Chapter 3. Starting the services


Using Debezium requires AMQ Streams with Kafka and Kafka Connect, a database, and the Debezium connector service. To run the services for this tutorial, you must:

3.1. Deploying a MySQL database

Deploy a MySQL database server that includes an example inventory database that includes several tables that are pre-populated with data. The Debezium MySQL connector will capture changes that occur in the sample tables and transmit the change event records to an Apache Kafka topic.

Procedure

  1. Start a MySQL database by running the following command, which starts a MySQL database server configured with an example inventory database:

    $ oc new-app -l app=mysql --name=mysql quay.io/debezium/example-mysql:latest
  2. Configure credentials for the MySQL database by running the following command, which updates the deployment configuration for the MySQL database to add the user name and password:

    $ oc set env deployment/mysql MYSQL_ROOT_PASSWORD=debezium MYSQL_USER=mysqluser MYSQL_PASSWORD=mysqlpw
  3. Verify that the MySQL database is running by invoking the following command, which is followed by the output that shows that the MySQL database is running, and that the pod is ready:

    $ oc get pods -l app=mysql
    NAME            READY   STATUS    RESTARTS   AGE
    mysql-1-2gzx5   1/1     Running   1          23s
  4. Open a new terminal and log into the sample inventory database.
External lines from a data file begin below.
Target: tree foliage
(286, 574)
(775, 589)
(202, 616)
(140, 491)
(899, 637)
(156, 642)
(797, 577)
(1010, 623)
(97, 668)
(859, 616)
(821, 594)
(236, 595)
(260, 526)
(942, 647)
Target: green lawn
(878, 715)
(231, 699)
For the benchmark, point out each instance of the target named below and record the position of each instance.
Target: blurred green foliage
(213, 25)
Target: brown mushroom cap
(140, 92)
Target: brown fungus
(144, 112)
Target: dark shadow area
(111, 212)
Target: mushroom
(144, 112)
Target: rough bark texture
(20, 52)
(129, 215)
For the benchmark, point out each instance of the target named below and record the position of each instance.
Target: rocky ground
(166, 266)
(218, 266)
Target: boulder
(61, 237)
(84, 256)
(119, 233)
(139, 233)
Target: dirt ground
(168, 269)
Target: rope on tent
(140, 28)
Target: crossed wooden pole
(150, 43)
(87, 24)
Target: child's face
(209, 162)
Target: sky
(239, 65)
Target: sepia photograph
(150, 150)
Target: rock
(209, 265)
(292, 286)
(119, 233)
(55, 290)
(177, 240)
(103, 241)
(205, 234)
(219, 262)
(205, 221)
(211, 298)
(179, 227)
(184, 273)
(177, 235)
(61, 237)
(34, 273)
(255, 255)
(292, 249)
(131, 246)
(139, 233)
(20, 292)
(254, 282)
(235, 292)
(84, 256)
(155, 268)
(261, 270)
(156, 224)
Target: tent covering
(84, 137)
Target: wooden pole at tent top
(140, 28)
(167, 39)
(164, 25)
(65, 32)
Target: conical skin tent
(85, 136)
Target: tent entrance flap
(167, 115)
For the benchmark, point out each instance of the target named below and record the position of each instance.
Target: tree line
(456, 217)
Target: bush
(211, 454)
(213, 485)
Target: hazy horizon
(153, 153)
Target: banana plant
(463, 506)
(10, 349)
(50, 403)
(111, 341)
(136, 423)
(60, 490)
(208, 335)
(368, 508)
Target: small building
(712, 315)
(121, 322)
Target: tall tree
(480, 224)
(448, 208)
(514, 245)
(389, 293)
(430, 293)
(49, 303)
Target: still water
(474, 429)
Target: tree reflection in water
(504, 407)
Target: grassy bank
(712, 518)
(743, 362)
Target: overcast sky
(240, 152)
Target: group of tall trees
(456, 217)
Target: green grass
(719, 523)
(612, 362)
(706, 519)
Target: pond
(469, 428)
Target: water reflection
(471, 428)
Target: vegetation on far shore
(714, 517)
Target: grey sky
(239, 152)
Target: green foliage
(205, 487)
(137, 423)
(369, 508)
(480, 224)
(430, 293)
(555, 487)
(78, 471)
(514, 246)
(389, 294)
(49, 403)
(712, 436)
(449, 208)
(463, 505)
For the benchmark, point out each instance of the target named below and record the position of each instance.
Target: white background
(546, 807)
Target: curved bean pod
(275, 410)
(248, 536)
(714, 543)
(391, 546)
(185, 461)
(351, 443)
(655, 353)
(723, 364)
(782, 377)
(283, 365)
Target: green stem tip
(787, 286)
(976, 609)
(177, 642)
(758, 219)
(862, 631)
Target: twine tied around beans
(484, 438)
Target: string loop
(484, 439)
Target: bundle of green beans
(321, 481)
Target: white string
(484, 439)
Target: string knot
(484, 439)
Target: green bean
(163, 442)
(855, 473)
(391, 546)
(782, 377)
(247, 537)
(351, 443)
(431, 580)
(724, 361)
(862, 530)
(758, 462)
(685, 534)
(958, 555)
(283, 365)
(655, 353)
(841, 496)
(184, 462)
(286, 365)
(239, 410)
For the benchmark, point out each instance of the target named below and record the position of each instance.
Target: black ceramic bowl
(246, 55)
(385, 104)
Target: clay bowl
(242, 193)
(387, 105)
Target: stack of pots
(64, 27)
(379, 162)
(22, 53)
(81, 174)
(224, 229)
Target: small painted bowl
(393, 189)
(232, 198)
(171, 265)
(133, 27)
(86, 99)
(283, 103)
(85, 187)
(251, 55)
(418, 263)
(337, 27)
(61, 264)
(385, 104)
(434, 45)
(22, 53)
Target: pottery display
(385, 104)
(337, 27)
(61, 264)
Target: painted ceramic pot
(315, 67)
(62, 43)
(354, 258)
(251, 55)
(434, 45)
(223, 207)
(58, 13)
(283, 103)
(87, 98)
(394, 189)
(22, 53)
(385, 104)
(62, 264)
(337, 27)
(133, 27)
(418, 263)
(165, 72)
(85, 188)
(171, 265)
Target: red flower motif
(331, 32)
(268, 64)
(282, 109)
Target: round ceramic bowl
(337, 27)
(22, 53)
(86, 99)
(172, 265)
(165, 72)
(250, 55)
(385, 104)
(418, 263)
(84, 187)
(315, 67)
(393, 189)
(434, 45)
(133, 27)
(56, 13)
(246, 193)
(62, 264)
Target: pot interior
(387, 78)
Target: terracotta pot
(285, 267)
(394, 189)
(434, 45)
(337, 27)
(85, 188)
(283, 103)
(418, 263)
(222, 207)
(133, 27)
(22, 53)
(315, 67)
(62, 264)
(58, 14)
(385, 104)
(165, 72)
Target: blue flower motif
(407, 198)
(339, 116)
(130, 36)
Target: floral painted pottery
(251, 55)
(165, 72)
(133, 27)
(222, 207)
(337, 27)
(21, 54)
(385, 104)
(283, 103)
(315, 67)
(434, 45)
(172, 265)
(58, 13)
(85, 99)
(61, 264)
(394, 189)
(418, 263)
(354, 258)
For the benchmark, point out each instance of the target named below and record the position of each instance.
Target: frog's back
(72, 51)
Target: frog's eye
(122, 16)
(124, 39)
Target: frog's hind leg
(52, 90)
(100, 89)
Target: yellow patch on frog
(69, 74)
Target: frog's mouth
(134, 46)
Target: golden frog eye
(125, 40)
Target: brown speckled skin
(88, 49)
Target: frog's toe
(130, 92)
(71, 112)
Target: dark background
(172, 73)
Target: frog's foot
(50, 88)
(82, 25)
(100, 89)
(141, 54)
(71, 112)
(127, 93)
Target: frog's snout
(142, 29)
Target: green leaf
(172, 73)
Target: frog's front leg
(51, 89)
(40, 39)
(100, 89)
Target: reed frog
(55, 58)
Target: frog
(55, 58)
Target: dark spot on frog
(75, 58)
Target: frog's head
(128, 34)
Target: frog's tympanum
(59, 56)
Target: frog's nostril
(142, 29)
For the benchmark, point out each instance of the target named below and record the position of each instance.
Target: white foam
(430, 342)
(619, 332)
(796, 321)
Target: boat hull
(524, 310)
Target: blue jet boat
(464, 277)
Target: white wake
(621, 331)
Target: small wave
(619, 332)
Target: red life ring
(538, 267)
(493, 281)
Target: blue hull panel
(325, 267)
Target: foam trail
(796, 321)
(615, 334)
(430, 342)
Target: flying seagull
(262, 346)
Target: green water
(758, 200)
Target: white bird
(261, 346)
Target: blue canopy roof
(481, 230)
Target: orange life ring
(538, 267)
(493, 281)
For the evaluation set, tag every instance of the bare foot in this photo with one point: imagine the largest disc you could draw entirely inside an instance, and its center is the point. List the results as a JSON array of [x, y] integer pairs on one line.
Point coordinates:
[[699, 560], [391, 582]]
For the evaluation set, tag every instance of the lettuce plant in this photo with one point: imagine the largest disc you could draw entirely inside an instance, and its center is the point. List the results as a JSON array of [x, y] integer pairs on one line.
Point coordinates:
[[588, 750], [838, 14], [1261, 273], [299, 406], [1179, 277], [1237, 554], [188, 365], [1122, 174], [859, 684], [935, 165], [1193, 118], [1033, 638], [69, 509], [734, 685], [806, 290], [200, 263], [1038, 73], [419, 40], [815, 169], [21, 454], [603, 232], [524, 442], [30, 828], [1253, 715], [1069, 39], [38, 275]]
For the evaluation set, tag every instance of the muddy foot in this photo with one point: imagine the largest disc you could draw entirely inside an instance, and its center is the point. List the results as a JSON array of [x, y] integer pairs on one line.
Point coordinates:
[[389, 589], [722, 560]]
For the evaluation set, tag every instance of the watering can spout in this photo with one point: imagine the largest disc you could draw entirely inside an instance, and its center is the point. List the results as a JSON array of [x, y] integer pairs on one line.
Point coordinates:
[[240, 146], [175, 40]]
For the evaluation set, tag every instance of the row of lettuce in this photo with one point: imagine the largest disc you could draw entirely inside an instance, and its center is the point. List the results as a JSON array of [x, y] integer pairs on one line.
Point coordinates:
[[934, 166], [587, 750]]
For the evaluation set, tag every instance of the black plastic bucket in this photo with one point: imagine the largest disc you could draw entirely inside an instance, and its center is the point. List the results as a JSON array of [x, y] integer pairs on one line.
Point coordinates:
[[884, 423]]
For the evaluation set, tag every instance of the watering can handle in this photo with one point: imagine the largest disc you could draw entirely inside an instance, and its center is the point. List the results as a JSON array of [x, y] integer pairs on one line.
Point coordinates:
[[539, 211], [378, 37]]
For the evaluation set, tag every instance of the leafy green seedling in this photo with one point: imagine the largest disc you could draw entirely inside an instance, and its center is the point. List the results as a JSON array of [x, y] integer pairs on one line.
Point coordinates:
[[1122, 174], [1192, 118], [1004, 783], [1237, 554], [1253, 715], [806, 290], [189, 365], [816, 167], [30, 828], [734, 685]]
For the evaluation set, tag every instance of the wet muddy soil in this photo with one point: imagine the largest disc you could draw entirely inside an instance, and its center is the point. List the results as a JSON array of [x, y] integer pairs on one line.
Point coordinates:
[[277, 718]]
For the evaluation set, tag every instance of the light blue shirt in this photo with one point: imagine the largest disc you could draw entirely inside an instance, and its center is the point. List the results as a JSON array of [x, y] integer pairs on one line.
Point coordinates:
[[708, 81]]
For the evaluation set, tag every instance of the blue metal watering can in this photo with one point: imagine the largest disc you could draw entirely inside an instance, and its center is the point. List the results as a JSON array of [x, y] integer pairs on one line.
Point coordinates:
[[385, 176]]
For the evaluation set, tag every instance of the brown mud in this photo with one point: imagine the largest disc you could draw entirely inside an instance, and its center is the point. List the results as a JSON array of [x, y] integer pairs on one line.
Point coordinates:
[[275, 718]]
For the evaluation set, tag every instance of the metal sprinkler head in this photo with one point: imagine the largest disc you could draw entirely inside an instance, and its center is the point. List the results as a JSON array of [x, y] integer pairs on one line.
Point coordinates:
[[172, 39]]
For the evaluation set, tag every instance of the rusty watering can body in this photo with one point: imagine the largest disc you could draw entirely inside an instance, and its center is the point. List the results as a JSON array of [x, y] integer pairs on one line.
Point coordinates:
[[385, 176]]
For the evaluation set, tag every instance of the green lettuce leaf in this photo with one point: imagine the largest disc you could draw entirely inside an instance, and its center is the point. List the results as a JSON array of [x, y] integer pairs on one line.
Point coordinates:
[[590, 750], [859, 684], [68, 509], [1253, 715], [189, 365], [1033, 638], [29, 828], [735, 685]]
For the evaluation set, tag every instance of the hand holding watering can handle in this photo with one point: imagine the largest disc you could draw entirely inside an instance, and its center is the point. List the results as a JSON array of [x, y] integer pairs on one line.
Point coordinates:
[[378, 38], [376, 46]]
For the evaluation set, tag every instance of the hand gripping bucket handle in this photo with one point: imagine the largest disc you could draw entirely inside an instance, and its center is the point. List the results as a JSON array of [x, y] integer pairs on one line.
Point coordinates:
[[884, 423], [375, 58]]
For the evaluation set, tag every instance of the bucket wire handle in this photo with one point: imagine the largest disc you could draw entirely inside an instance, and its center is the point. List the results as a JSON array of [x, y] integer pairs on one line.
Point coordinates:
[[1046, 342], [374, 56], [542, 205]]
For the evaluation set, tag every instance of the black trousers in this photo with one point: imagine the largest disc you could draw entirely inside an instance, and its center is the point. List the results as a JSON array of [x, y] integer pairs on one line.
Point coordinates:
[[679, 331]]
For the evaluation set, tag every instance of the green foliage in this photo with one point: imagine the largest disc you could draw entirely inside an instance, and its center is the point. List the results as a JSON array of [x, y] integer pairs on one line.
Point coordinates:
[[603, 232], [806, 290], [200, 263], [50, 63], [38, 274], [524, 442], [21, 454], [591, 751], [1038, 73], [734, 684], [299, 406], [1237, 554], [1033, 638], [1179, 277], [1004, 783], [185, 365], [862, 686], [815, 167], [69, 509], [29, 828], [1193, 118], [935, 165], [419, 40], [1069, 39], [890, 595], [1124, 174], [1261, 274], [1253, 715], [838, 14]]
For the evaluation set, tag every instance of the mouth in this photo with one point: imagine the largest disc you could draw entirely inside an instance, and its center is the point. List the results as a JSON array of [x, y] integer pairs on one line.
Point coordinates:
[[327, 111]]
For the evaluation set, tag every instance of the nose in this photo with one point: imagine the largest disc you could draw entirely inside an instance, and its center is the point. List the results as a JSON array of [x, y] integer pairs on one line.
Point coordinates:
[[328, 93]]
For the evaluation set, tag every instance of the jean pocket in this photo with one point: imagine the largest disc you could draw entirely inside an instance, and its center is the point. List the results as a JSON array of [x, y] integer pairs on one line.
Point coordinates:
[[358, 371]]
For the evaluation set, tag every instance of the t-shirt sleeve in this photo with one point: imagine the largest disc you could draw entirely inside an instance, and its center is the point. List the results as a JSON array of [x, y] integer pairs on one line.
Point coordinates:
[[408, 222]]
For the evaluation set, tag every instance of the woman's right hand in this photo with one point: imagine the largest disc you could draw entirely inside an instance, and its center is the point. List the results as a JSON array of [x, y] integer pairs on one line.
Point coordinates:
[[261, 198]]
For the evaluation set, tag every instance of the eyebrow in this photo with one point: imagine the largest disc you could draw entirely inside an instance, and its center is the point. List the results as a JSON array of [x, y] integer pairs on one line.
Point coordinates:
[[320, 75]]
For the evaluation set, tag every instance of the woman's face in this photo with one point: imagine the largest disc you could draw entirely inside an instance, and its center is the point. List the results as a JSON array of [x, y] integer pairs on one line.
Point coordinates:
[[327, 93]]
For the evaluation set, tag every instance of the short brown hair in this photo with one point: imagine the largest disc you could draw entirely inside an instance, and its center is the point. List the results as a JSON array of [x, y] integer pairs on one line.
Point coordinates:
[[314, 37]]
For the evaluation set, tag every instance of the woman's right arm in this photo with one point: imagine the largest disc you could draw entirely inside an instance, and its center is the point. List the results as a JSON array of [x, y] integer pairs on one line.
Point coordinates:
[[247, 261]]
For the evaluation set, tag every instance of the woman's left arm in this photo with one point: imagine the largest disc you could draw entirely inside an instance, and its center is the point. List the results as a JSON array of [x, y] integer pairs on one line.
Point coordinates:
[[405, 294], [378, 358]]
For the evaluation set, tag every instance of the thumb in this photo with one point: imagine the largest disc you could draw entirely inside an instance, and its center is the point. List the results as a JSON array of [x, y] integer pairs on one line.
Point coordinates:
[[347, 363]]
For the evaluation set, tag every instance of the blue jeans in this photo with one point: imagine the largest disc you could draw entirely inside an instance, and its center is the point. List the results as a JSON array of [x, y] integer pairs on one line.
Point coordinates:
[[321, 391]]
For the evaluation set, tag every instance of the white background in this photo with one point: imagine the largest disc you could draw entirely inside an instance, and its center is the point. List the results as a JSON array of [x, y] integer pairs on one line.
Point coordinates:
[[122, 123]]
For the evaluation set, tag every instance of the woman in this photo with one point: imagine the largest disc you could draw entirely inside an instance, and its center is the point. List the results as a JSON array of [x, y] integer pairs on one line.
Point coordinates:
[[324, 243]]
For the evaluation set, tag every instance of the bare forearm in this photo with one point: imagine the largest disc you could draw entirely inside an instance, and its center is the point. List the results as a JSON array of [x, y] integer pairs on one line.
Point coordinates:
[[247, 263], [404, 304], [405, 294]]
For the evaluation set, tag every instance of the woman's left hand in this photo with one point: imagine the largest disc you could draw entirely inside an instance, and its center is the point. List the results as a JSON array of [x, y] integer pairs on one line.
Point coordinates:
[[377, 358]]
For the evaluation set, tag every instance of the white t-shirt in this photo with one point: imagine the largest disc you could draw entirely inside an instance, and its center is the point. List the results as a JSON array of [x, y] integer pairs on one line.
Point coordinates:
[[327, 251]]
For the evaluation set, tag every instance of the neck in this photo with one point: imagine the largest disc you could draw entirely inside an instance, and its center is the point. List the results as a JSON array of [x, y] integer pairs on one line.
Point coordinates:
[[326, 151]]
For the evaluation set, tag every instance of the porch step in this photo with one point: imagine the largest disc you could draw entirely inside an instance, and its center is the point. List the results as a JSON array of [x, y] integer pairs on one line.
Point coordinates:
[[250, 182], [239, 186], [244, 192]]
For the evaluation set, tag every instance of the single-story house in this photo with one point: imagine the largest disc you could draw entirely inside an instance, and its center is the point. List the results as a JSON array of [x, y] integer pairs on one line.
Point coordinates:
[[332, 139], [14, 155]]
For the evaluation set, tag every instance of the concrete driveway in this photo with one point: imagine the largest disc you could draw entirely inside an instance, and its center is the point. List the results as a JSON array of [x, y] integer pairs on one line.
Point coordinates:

    This command opens a MySQL command line client in the pod that is running the MySQL database. The client uses the user name and password that you previously configured:

    $ oc exec mysql-1-2gzx5 -it -- mysql -u mysqluser -pmysqlpw inventory
    mysql: [Warning] Using a password on the command line interface can be insecure.
    Reading table information for completion of table and column names
    You can turn off this feature to get a quicker startup with -A
    
    Welcome to the MySQL monitor.  Commands end with ; or \g.
    Your MySQL connection id is 7
    Server version: 5.7.29-log MySQL Community Server (GPL)
    
    Copyright (c) 2000, 2020, Oracle and/or its affiliates. All rights reserved.
    
    Oracle is a registered trademark of Oracle Corporation and/or its
    affiliates. Other names may be trademarks of their respective
    owners.
    
    Type 'help;' or '\h' for help. Type '\c' to clear the current input statement.
    
    mysql>
  5. List the tables in the inventory database:

    mysql> show tables;
    +---------------------+
    | Tables_in_inventory |
    +---------------------+
    | addresses           |
    | customers           |
    | geom                |
    | orders              |
    | products            |
    | products_on_hand    |
    +---------------------+
    6 rows in set (0.00 sec)
  6. Explore the database and view the data that it contains, for example, view the customers table:

    mysql> select * from customers;
    +------+------------+-----------+-----------------------+
    | id   | first_name | last_name | email                 |
    +------+------------+-----------+-----------------------+
    | 1001 | Sally      | Thomas    | sally.thomas@acme.com |
    | 1002 | George     | Bailey    | gbailey@foobar.com    |
    | 1003 | Edward     | Walker    | ed@walker.com         |
    | 1004 | Anne       | Kretchmar | annek@noanswer.org    |
    +------+------------+-----------+-----------------------+
    4 rows in set (0.00 sec)

3.2. Deploying Kafka Connect

After you deploy the MySQL database, use AMQ Streams to build a Kafka Connect container image that includes the Debezium MySQL connector plug-in. During the deployment process, you create and use the following custom resources (CRs):

  • A KafkaConnect CR that defines your Kafka Connect instance and includes information about the MySQL connector artifacts to include in the image.
  • A KafkaConnector CR that provides details that include information that the MySQL connector uses to access the source database. After AMQ Streams starts the Kafka Connect pod, you start the connector by applying the KafkaConnector CR.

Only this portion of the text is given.